In reliability experiments comparing two designs, failure rates are sometimes very low. Consequently, statistical tests may show no significant difference in lifetime between designs, even if one is objectively superior. This raises a critical question: if two groups are intrinsically different, what is the likelihood that this difference can be detected at a given observed failure rate?

The failure rate in a survival experiment is the complement of the censoring rate. When an experiment is stopped early, samples with a lifetime longer than the test duration are considered censored. The censoring rate—the proportion of samples still alive when the experiment ends—is the complement of the failure rate.

To answer our question, we generated random samples from Weibull distributions for two groups with different lifetimes. We then censored the resulting data at various rates and assessed the statistical differences using the log-rank test. By repeating this process multiple times, we collected the p-value distributions to determine the detection rate for each scenario.

Results

First, we assume the lifetimes of two designs follow Weibull distributions. The probability density function (PDF) is characterized by the shape parameter $\beta$ and scale parameter $\alpha$:

\[f (t; \alpha, \beta)= \frac{\beta}{\alpha}\left(\frac{t}{\alpha} \right)^{\beta-1} e^{-\left(t/\alpha\right)^\beta}. \notag\]

In our first simulation, the lifetime of Group 2 is 5 times of that of Group 1 due to a 5-fold difference in their scale parameters ($\alpha$).

Group Shape Parameter $\beta$ Scale Parameter $\alpha$
1 1.5 100
2 1.5 500

The Weibull plot in Figure 1 shows the intrinsic lifetime distributions. As intended, Group 2 demonstrates a significantly longer lifetime than Group 1.

Figure 1. Weibull probability plot comparing the intrinsic lifetime distributions of Group 1 and Group 2. The groups share a common shape parameter (β=1.5), with Group 2 exhibiting a 5-fold increase in the scale parameter (α) over Group 1.

We then censored the data at two different limits, indicated by the vertical lines A and B in Figure 1.

Figure 2 shows the Kaplan-Meier (KM) survival plots for the two cases. In Scenario A, the censoring limit is low (resulting in a 0.98 censoring rate for the shorter-lived group) The log-rank test fails to find a significant difference ($p=0.65$). In Scenario B, the censor limit is higher (0.94 censoring rate) and the log-rank test successfully identifies a statistically significnat difference ($p=0.012$). This illusttrates how heavy censoring strip away information and increases uncertainty.

Figure 2. Kaplan-Meier survival plots with different censoring: (A) 0.98 censoring rate; (B) 0.94 censoring rate. p represents the log-rank test p-value.

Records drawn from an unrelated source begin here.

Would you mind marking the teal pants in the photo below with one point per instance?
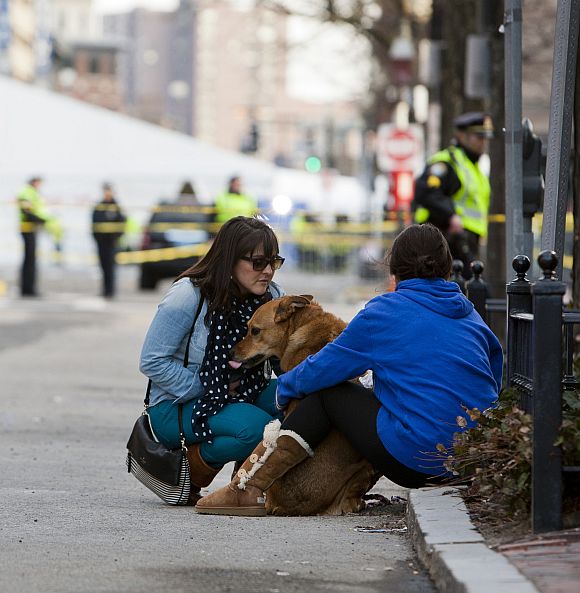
(237, 428)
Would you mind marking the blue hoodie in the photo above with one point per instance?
(430, 353)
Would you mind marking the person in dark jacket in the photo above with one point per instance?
(431, 355)
(108, 226)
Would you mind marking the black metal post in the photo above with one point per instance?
(519, 300)
(476, 289)
(547, 294)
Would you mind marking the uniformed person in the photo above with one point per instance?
(453, 193)
(234, 203)
(108, 227)
(33, 216)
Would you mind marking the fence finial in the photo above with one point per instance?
(456, 274)
(521, 264)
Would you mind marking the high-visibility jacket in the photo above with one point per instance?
(471, 200)
(228, 205)
(33, 212)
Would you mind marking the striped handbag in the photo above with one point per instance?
(164, 471)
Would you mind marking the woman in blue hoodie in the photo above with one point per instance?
(431, 355)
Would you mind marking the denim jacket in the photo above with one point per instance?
(164, 347)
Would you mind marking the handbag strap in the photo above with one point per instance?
(185, 363)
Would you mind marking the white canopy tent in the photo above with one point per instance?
(76, 146)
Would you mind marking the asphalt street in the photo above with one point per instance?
(72, 519)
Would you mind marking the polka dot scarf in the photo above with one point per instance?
(225, 331)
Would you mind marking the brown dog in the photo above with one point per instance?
(335, 479)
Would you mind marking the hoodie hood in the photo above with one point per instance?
(438, 295)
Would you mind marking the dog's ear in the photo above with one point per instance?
(288, 306)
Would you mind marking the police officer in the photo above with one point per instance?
(108, 226)
(453, 193)
(234, 203)
(33, 216)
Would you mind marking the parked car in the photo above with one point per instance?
(172, 225)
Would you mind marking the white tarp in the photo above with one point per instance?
(76, 146)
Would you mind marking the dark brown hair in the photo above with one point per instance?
(213, 272)
(420, 251)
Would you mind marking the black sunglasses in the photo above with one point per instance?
(261, 263)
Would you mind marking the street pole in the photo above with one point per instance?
(513, 134)
(559, 134)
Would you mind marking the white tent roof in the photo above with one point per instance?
(75, 146)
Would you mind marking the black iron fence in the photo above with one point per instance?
(540, 366)
(540, 350)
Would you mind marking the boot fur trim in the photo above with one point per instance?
(298, 439)
(271, 432)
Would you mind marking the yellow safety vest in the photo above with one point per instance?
(32, 209)
(229, 205)
(471, 200)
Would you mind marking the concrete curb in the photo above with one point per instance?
(453, 551)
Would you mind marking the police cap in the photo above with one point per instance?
(475, 122)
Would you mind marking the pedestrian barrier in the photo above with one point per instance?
(535, 353)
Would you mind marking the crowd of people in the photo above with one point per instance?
(109, 223)
(430, 353)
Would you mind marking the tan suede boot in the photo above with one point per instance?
(280, 451)
(200, 473)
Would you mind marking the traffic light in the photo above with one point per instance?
(533, 179)
(254, 138)
(313, 164)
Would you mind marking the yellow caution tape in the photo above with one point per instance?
(162, 254)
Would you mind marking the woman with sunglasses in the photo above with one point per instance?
(186, 352)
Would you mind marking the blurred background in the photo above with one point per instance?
(326, 110)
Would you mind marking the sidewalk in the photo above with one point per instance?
(459, 560)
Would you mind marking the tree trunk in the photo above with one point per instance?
(459, 19)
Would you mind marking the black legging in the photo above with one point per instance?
(352, 410)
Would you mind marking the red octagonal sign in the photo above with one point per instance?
(400, 149)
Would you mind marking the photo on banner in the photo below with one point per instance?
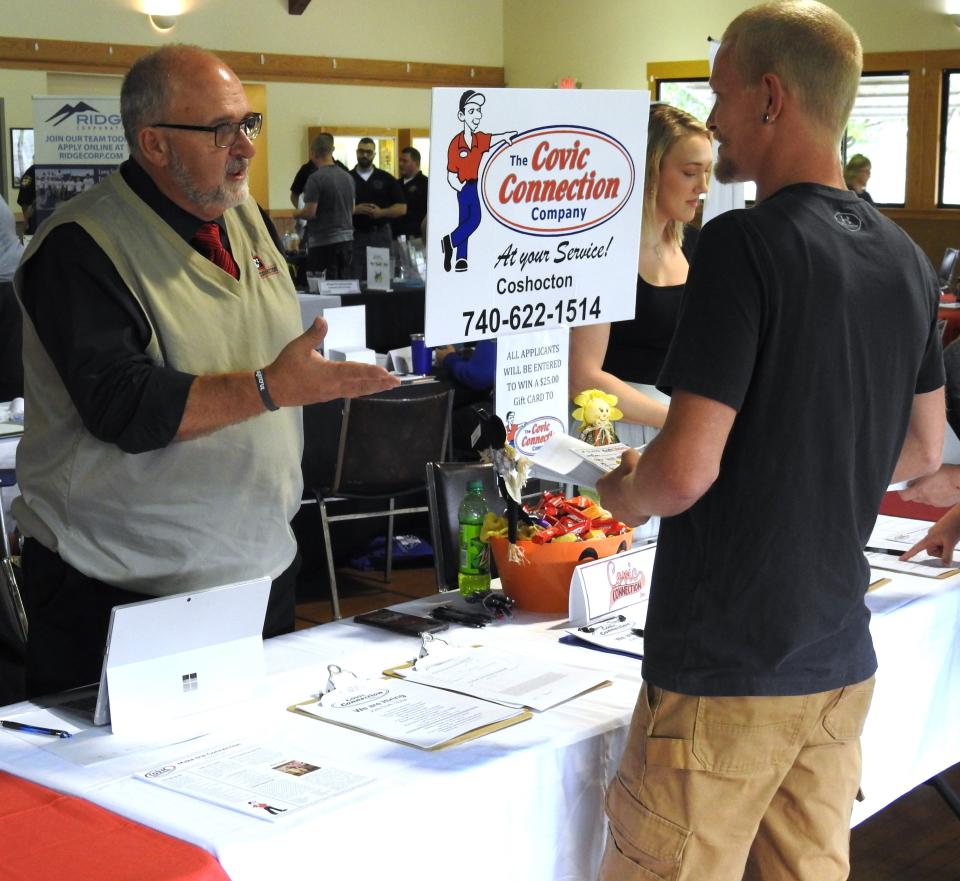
(537, 223)
(78, 142)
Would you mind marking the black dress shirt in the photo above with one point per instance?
(96, 334)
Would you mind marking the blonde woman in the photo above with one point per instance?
(624, 358)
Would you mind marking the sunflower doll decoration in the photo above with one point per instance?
(597, 411)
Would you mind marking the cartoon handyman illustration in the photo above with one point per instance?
(463, 168)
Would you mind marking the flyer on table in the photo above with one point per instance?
(534, 216)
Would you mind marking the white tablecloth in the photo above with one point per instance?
(524, 803)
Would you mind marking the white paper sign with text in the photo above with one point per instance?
(78, 142)
(531, 391)
(611, 583)
(534, 216)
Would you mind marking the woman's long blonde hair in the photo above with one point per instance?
(665, 127)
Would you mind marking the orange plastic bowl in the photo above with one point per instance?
(542, 583)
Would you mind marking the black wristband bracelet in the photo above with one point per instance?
(264, 391)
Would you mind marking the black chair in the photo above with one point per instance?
(385, 444)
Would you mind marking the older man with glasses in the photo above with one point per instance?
(165, 367)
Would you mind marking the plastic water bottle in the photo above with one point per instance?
(474, 569)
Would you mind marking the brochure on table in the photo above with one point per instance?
(409, 713)
(268, 783)
(505, 678)
(566, 459)
(896, 535)
(535, 219)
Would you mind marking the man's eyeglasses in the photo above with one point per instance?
(225, 134)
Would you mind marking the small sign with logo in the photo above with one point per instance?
(535, 223)
(610, 584)
(531, 388)
(78, 142)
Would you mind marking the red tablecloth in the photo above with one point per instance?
(893, 505)
(45, 835)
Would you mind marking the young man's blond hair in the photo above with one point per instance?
(813, 51)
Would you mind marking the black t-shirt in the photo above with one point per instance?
(381, 189)
(636, 348)
(415, 193)
(814, 317)
(27, 197)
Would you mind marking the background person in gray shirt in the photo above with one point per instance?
(328, 199)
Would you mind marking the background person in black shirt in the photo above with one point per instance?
(414, 183)
(624, 358)
(379, 200)
(308, 168)
(791, 413)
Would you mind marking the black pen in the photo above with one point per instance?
(589, 628)
(35, 729)
(892, 551)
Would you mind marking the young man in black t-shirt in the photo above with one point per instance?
(806, 376)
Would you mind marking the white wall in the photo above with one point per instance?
(432, 31)
(608, 43)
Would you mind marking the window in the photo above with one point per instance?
(950, 143)
(878, 130)
(694, 96)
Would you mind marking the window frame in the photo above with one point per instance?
(945, 75)
(924, 119)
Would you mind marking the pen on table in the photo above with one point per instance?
(892, 551)
(589, 628)
(34, 729)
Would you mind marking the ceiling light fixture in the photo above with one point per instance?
(163, 22)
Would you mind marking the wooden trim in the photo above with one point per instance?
(116, 58)
(675, 70)
(920, 214)
(925, 70)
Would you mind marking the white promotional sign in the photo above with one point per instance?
(78, 142)
(537, 222)
(611, 583)
(531, 390)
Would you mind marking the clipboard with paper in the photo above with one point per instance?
(501, 677)
(406, 712)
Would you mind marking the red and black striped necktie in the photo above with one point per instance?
(207, 241)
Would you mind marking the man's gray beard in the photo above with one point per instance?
(223, 197)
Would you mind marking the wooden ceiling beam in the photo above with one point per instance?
(116, 58)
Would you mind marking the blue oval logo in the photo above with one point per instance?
(558, 180)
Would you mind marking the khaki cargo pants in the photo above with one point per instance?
(731, 788)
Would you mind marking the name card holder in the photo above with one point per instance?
(610, 583)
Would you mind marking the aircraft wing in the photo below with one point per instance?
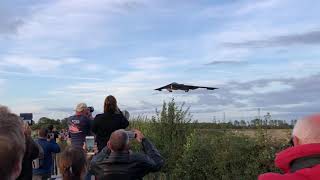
(208, 88)
(191, 87)
(164, 87)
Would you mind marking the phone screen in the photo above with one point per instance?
(90, 143)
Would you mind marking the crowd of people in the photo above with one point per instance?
(25, 158)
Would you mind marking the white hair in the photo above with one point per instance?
(307, 130)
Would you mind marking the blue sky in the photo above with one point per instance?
(261, 54)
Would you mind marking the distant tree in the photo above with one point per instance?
(44, 122)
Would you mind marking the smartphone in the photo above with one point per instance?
(90, 144)
(132, 135)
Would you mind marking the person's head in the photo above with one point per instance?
(119, 141)
(12, 144)
(43, 132)
(306, 131)
(110, 104)
(82, 108)
(50, 127)
(72, 164)
(26, 129)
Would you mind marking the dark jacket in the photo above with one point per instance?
(104, 125)
(298, 163)
(48, 147)
(32, 152)
(79, 128)
(125, 165)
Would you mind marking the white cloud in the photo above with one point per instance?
(253, 6)
(36, 64)
(67, 26)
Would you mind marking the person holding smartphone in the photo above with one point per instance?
(79, 126)
(104, 124)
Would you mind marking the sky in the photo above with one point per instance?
(261, 54)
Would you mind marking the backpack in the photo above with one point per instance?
(38, 162)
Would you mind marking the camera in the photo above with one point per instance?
(50, 135)
(132, 135)
(91, 109)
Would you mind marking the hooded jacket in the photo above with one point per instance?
(298, 163)
(126, 165)
(105, 124)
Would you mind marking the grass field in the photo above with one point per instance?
(276, 134)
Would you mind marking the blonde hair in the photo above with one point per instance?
(307, 129)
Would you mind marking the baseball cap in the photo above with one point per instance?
(81, 107)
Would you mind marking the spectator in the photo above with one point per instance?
(122, 165)
(104, 124)
(12, 144)
(49, 147)
(72, 164)
(79, 126)
(302, 161)
(31, 153)
(52, 131)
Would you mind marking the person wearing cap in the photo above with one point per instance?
(79, 125)
(302, 161)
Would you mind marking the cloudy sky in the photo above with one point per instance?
(260, 53)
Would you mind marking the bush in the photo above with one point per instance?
(224, 155)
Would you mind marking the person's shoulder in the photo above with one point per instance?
(138, 157)
(276, 176)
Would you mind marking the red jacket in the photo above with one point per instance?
(293, 162)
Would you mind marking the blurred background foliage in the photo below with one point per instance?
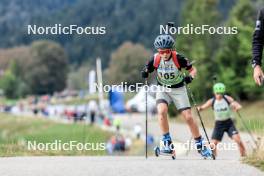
(44, 64)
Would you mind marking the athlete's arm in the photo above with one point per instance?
(206, 105)
(234, 104)
(148, 68)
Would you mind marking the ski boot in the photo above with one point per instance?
(204, 150)
(166, 149)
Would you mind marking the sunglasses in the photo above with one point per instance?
(168, 51)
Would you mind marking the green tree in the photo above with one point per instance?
(47, 69)
(234, 55)
(126, 64)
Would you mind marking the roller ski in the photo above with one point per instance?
(204, 150)
(166, 149)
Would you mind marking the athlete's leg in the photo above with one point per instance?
(237, 139)
(162, 109)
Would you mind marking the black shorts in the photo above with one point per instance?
(224, 126)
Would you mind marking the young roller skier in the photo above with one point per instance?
(169, 64)
(222, 105)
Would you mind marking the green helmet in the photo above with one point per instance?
(219, 88)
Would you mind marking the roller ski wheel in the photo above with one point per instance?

The result above represents a single simulation run. To find a trend, we repeated the process multiple times across various censoring rates. We defined the detection rate as the proportion of runs where the log-rank test yielded a $p<0.05$.

Figure 3 shows that the detection rate drops precipitously once the censoring rate exceeds 0.9. At a 0.99 censoring rate, the probability of detecting a 5x lifetime difference falls below 15%.

Figure 3. Detection rate vs. Censoring rate for a 5x lifetime difference.

We also calculated the detection rate for various intrinsic lifetime factors (the ratio between group lifetimes), as shown in Figure 4. The uncertainty effect of censoring is even more pronounced for smaller intrinsic differences. Even with a 20x intrinsic difference, the probability of detection is extremely low at a 0.99 censoring rate. We included a baseline (Lifetime Factor = 1) which correctly shows a 5% false-positive rate across all censoring levels, consistent with result of this log post where the sample size effect was evaluated.

Figure 4. Detection rate versus censoring rate for various intrinsic lifetime differences

Conclusion

Censoring survival data reduces available information and increases the uncertainty involved in detecting differences between groups. The detection rate decreases rapidly as the censoring rate increases; at extreme levels, even massive intrinsic differences become invisible.

These results suggest that for reliability experiments to be effective, tests must run long enough to achieve a failure rate of at least 3–6% in the baseline group, depending on the expected difference between the designs. Stopping an experiment too early doesn’t just save time—it effectively guarantees a no significant difference result.